When times were tough, she vividly remembers a Christmas when a local church helped them out with food and gifts. That experience taught her the importance of community service, a message she emphasized to her students at Edgar.
“I always stressed the importance of giving back to the community because you never know when you may need it,” she said.
Many of her favorite memories from her years at Edgar were of the many community service projects she and her students participated in. They started a fall festival in a local park that was a free, family-friendly event. There was a hay maze made from donated straw bales, with donated pumpkins that children could decorate and take home. There was a petting zoo and free rides on an older fire truck.

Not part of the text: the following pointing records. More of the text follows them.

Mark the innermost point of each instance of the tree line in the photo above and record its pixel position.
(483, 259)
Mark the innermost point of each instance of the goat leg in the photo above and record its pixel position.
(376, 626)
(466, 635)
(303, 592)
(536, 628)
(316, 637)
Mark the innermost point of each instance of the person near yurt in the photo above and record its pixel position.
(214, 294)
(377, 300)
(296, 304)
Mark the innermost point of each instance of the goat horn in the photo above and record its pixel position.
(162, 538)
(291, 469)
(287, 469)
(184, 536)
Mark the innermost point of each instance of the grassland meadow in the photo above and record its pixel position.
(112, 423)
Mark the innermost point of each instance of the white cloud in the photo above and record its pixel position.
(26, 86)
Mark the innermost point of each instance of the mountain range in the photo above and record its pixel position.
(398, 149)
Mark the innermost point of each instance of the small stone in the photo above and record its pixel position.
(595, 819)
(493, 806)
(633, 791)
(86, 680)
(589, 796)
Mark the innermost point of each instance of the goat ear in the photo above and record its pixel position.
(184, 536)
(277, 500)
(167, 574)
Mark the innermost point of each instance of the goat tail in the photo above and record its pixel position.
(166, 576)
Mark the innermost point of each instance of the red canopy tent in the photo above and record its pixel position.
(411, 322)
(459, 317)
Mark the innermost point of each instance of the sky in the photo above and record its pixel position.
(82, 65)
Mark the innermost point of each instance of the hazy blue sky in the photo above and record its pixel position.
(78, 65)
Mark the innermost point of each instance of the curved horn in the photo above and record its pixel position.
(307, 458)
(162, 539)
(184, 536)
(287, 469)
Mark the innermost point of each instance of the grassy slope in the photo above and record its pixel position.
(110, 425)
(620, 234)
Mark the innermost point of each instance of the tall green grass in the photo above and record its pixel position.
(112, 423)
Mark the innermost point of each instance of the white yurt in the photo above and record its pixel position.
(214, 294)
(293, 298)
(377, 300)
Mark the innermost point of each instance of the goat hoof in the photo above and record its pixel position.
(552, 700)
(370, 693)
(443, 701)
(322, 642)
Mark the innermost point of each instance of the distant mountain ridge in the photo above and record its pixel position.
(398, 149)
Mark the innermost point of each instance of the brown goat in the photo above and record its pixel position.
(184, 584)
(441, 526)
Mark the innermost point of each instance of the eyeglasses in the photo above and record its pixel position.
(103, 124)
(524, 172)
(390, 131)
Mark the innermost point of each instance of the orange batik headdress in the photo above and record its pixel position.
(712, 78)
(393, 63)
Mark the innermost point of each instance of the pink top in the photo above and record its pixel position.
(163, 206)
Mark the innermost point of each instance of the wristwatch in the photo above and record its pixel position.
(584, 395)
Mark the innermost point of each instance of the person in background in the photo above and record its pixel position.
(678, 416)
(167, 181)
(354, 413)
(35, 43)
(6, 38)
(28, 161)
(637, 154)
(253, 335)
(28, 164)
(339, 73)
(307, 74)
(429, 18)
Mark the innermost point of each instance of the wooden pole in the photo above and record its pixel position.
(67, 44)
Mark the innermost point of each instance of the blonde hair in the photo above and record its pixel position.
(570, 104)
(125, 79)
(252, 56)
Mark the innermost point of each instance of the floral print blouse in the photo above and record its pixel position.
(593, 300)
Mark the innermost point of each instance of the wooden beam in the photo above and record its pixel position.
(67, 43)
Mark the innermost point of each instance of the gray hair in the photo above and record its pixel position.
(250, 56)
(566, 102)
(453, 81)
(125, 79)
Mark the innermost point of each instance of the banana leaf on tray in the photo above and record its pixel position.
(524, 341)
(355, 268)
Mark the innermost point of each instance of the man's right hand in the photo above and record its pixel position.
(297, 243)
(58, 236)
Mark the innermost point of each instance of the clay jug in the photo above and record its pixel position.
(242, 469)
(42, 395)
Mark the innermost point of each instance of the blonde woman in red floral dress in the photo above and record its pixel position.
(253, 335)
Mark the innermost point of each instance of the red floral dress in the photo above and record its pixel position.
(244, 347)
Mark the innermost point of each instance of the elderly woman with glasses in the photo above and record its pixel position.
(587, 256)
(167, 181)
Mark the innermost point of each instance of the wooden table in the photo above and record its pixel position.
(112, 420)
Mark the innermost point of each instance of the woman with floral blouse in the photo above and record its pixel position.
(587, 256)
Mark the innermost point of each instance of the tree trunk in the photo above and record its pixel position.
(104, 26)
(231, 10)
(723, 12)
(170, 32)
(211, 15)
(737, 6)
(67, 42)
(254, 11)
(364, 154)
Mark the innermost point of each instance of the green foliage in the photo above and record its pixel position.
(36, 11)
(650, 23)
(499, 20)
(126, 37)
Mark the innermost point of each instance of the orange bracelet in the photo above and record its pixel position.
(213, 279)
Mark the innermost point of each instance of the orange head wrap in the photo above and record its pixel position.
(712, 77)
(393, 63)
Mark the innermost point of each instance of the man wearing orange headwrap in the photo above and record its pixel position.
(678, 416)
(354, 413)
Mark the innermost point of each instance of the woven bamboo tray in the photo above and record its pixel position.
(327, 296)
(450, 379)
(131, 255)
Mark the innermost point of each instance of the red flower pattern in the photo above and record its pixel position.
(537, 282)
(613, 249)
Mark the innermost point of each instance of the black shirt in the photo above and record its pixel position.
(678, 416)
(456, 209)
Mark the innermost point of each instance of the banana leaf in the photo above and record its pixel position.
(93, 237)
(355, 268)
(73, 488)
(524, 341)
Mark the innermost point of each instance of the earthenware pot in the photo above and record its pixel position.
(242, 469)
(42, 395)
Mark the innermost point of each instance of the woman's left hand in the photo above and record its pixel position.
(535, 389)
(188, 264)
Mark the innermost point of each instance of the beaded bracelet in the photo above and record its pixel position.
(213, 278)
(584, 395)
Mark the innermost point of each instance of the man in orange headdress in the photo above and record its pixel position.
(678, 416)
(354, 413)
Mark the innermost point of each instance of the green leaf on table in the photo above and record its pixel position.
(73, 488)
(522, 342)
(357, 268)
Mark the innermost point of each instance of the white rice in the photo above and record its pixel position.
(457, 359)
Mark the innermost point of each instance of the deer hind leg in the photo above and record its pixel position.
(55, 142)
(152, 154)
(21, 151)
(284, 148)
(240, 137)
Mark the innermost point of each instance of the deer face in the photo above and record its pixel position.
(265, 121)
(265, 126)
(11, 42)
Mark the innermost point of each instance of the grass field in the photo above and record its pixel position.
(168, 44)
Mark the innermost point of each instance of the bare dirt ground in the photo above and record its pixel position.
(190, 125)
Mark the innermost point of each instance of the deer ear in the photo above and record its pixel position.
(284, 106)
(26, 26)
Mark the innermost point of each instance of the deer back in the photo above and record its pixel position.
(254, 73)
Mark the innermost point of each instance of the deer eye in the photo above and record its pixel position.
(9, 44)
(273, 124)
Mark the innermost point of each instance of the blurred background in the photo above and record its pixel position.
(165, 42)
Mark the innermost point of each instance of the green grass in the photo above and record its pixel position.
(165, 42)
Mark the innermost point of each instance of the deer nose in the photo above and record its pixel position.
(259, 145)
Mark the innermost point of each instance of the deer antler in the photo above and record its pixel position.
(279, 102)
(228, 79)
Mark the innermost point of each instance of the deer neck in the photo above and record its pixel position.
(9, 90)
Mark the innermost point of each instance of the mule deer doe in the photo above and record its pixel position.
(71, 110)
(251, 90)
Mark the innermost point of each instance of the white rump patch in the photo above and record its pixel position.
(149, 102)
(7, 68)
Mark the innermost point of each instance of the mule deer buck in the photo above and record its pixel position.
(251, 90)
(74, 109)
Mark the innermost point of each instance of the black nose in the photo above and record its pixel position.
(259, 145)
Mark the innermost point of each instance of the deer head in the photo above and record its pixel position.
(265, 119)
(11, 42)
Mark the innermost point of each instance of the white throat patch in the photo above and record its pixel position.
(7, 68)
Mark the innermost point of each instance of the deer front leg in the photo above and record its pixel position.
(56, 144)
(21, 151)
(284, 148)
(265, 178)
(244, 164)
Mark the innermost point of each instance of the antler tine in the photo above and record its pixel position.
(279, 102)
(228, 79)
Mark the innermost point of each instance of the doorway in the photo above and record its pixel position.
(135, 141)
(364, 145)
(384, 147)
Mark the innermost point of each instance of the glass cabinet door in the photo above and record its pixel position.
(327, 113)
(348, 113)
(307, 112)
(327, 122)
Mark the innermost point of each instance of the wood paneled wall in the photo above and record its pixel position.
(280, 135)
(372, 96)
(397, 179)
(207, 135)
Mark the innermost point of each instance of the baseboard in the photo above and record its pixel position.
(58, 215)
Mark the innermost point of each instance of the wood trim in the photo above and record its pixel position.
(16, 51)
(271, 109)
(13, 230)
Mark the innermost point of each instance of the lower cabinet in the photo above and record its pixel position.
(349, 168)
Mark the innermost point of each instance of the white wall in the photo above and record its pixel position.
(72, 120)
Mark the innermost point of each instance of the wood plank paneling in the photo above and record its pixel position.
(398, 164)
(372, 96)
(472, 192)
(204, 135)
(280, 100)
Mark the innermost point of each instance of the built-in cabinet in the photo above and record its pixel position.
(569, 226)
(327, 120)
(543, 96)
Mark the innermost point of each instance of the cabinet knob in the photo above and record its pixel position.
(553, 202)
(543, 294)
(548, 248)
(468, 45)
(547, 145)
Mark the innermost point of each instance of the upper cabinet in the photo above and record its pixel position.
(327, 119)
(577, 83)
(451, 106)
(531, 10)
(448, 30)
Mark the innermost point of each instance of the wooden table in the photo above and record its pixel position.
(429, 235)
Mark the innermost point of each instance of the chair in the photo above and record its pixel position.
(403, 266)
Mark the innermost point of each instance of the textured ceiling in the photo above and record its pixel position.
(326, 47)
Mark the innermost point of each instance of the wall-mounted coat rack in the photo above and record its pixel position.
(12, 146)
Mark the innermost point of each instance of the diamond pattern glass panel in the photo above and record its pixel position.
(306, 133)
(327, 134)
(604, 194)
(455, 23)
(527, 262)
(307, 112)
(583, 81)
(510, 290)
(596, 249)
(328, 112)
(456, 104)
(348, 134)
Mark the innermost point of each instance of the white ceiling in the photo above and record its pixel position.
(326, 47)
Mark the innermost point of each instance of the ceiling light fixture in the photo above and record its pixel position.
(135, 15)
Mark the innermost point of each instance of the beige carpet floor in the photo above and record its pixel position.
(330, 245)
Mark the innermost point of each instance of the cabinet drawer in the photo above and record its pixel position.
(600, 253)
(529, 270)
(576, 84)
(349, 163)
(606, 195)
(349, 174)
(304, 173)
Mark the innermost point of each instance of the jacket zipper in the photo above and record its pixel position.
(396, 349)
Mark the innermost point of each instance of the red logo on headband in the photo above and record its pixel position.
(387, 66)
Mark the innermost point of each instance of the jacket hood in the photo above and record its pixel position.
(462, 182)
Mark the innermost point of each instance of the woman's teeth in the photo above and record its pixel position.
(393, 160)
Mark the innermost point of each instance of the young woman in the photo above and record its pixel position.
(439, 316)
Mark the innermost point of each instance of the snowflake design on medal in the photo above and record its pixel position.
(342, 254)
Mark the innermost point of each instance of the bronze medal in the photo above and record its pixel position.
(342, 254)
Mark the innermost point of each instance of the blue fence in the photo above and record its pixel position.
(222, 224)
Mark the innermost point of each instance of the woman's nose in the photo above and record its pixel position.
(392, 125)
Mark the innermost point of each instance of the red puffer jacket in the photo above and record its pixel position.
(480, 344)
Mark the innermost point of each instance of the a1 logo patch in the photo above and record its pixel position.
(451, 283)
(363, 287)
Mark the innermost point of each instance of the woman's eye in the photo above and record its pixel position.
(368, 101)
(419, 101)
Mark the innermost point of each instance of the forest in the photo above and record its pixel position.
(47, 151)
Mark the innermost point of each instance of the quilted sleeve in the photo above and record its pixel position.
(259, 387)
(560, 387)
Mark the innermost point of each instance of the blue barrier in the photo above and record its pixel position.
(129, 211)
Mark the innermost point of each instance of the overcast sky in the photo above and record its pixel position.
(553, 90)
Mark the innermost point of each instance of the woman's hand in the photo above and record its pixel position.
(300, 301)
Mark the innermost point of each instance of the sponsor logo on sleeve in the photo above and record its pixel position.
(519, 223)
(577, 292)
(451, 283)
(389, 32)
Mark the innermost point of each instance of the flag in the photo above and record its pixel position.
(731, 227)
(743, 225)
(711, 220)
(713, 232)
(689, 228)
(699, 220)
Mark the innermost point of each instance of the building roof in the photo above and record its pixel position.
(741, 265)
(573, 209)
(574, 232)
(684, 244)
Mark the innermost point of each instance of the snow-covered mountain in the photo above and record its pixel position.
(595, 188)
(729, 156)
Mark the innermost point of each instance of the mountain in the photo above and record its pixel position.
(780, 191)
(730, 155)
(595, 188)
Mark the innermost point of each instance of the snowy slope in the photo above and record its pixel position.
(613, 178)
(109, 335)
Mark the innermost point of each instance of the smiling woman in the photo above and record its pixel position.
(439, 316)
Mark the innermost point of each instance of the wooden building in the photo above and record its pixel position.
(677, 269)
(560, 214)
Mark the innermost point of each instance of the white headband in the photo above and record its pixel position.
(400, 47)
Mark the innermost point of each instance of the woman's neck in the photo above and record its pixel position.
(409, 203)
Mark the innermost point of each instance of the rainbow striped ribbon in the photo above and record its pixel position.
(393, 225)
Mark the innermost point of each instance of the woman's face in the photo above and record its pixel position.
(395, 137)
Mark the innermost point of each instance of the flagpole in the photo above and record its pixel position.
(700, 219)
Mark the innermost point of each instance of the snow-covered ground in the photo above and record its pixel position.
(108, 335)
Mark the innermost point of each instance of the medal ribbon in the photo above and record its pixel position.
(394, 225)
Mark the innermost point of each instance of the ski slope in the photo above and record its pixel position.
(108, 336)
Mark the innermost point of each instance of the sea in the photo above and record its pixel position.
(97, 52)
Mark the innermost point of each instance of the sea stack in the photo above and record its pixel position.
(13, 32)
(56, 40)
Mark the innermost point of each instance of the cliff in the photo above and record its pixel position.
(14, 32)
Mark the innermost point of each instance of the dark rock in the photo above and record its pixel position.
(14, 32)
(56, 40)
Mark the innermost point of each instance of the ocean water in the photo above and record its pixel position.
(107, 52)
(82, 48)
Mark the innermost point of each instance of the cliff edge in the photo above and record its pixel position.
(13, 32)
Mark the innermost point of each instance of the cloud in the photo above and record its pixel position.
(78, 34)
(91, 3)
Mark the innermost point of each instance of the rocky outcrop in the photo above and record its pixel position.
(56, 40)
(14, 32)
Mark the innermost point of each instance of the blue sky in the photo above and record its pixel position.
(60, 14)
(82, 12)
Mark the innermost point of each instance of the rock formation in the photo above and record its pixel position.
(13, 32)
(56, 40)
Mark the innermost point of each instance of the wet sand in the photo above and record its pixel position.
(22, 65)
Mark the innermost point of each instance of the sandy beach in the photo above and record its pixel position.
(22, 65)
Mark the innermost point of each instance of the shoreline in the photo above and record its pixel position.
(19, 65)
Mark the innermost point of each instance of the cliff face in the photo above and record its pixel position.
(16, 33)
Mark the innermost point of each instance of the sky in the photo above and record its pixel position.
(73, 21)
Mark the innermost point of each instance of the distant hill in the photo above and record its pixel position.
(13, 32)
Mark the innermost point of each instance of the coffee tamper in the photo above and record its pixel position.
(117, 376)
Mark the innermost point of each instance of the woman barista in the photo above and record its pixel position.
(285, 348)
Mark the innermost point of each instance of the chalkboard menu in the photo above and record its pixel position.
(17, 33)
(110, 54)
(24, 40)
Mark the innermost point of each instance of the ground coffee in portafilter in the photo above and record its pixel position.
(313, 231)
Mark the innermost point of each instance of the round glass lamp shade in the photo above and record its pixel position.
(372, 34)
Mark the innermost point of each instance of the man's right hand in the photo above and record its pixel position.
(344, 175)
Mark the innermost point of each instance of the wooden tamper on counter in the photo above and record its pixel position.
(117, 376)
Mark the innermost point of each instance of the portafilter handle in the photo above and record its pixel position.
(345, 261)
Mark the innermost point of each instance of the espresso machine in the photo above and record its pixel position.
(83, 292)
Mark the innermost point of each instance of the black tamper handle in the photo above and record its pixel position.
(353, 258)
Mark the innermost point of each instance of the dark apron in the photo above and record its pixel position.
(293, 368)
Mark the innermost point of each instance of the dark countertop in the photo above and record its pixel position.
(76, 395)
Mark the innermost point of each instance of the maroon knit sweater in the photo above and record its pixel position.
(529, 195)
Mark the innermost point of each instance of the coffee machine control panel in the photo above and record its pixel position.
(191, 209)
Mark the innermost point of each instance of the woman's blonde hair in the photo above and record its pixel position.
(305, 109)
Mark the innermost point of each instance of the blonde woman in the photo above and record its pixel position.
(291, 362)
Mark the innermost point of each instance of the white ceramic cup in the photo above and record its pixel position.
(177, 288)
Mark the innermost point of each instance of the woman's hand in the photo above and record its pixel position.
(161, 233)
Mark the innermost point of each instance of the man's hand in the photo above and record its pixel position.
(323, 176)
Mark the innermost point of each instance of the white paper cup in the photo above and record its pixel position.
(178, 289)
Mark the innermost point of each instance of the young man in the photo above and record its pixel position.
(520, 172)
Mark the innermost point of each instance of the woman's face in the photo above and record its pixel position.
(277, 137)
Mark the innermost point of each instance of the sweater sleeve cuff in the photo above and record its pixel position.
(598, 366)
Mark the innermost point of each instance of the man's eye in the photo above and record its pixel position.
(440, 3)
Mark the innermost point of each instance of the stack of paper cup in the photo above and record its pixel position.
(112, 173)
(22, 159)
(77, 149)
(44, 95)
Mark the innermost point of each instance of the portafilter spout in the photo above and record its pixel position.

There was a Christmas in October event for a young local girl who, sadly, was dying and would not make it to Christmas. Federwitz’s students and other volunteers bought gifts, decorated the house with lights, and planted a live Christmas tree in the back yard.
Her students also helped at the Winter Wonderland event at the Marshfield Zoo. The event collected so many donations for the local food pantry that they were well stocked for months.
One of her former students helped start what became known as Cupcakes beCause, a cupcake decorating contest open to the public. There were judges and prizes, and the extra cupcakes were sold. Profits from the event went to a different cause each year. The first year was for autism, and the second year was for a young boy with cancer.
Her students were involved with Special Olympics and helped with a dance for the Special Olympics athletes. Her students got dressed up in formal attire and danced with all the athletes.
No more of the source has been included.